Soon, AI will access multiple sources of data to reveal patterns in diagnosis, treatment, and results. Big data will offer the possibility at AI systems to predict patient’s risk and develop more personalised treatments. These systems potential will allow the prediction of pregnancy complications. It will also be more suitable at anticipating complications during pregnancy, perhaps identifying patients at high risk better than currently feasible. Artificial intelligence will also reduce ‘‘time to pregnancy’’ and improve efficiency, which is the time it takes to perform certain tasks or reduce embryo waste. The most powerful use of AI is to enhance hu- man capabilities, minimize variability, improve precision, and speed, and not to replace them. The impact of AI will be most visible using natural language processing and ML. AI can cover different areas, like clinicians, patients, administration. Using these systems, patient engagement in their care will be enhanced and streamlined. In every day clinic practice is necessary to discover before implenattion of AI, if it is worthy. What can be the benefits in process of embryos selection for example, rather than the traditional approach. It will also be necessary to purchase a new software system and make a notable investment, which is not sure if it is valuable or not. AI needs training and to do that, realistic datasets are necessary, that reflect the existed diversity and decrease the risk of bias. Taking that into consideration, more embryos should be included and not only these that have been selected for transfer. AI systems apart from training need validation on independent datasets. AI implementation is depending on how fast ART clinics will involve digital transportation and standardization. Once this is practice, AI systems will be self- evolved through learning, revalidation and use of new data. Recently, the US Food and Drug Administration has expedited the approval of medical devices and therapies (39 as of July 2019) that use partially and/or fully independent AI-based systems [12].
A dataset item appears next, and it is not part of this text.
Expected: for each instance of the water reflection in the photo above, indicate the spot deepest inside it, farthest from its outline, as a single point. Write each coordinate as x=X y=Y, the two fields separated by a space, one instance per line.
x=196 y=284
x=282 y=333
AI  will improve outcome, by allowing less mistakes, being more efficient and more important without emotional factors. The main disadvantage of AI is the fact that human Is replaced by a machine, and possible some decisions made will be accompanied by lack of empathy. However, evidence show that human won’t be replaced, but supported to be more efficient and productive. Personal data associated with digital technologies, is a big concern and need to be addressed appropriately, especially once cloud service is in use.

AI - Quality Control and Assurance in the IVF labarotory

At the environment of IVF laboratories, the majority of the procedures has been made mainly manually. AI systems are aiming to decrease the burden and the subjectivity of in the labaroty. These systems will provide a more standardised model, independent on the technician or environment where it takes place and can interfere with the embryo.  The application of IoT ( Internet of things), like actuators, gadgets, appliances, or machines, that are programmed for certain applicationsprovides the IVF laboratories the opportunity of  better monitoring and operating their facilities [13]. The IoT devices are most of the time of low-cost, low-power electronics connected wirelessly to gather data or act on events in real-time. These environmental sensors, actuators, networks or software can be deployed for real-time monitoring of room temperature, humidity, volatile organic compounds, door open count, and so forth. A more advanced, experimental form of IoT is a something different called smart dust. Smart dust are nodes of multiple microelectromechanical systems, no more than a few millimetres wide, that can detect changes in light, position, acceleration, stress, pressure, humidity, sound, and vibration. These disposable sensors transmit in formation wirelessly with autonomous power to a central computer or a cloud where data are compiled, analyzed through algorithms, and-if required-can instruct other devices to respond.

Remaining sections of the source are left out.